Start With Average Power Delivery
First, determine the power delivery requirements to the load and work backwards. This applies in H-bridges, half bridges, or single switching MOSFET circuits. In any of these cases, it should be quite simple to determine the power delivered to the load.
Under the assumption that the ON-state resistance of the FETs is very small, we can assume that all of the voltage is dropped onto the load component. Therefore, the current delivered to the load is just the output voltage divided by the load impedance.
I = V/Z
Typically the load is taken as a real impedance and we would have a real current. For an inductive load, the current will be pulsating and so an average would need to be determined, which can be estimated as the average value between high and low currents.
If you are using a switching converter, the inductor will of course modify the voltage delivered to the load by stepping it up or down from the source. In either case, you will know the currents delivered to the load because the output voltage will be known. This current value is the average current.
Use Load Current to Get the Pulse Current
The pulse mode current is the true current flow in the MOSFET during switching. In this case, using the average current, the pulse current can be calculated with the following formula:
Ipulse = Iavg/D
where D is the PWM duty cycle. This pulse value and the average value should be compared against the MOSFET ratings. An example from a MOSFET datasheet is shown below.
Absolute maximum ratings for the CSD19538 MOSFET.

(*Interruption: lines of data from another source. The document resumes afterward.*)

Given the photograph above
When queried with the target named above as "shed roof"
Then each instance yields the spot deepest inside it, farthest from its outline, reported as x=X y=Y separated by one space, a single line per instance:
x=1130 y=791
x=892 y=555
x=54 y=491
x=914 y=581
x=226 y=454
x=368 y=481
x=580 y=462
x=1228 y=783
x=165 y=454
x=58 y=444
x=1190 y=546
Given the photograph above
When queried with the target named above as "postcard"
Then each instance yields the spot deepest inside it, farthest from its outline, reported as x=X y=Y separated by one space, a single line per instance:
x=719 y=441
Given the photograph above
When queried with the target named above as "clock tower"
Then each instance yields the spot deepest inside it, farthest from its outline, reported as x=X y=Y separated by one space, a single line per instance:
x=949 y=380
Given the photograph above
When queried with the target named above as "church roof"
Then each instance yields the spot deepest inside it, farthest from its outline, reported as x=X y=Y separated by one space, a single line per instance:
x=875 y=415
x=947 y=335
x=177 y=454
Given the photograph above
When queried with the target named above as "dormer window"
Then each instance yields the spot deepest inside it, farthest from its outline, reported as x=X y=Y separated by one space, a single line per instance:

Another design direction is to determine the maximum duty cycle for the switching controller based on the MOSFET current ratings. As long as the MOSFET ratings correspond to a peak current that is larger than the PWM driver's maximum PWM duty cycle, then the MOSFET will most likely be safe to use. In current-mode control, we would have the same calculation and ratings to consider, but the drain-source voltage would be varying based on the switching duty cycle.
What About Thermal?
One should notice that the rating given above is in terms of a thermal resistance value and pulse duration. This is because these factors will determine the expected heating of the package during a pulsing event. In some datasheets, you may actually find three possible groups of ratings:
Silicon-limited, which is sometimes used interchangeably with a package rating
The temperature limitation rating is malleable, while the package and silicon limited ratings are not. If the design can be pushed to higher temperatures, then higher currents in the MOSFETs could be acceptable. The expected temperature of the MOSFETs participating in the switching action will be a function of the package thermal resistance, which can be quite large. Typical values can range from 20-30 degree C/W for MOSFET packages.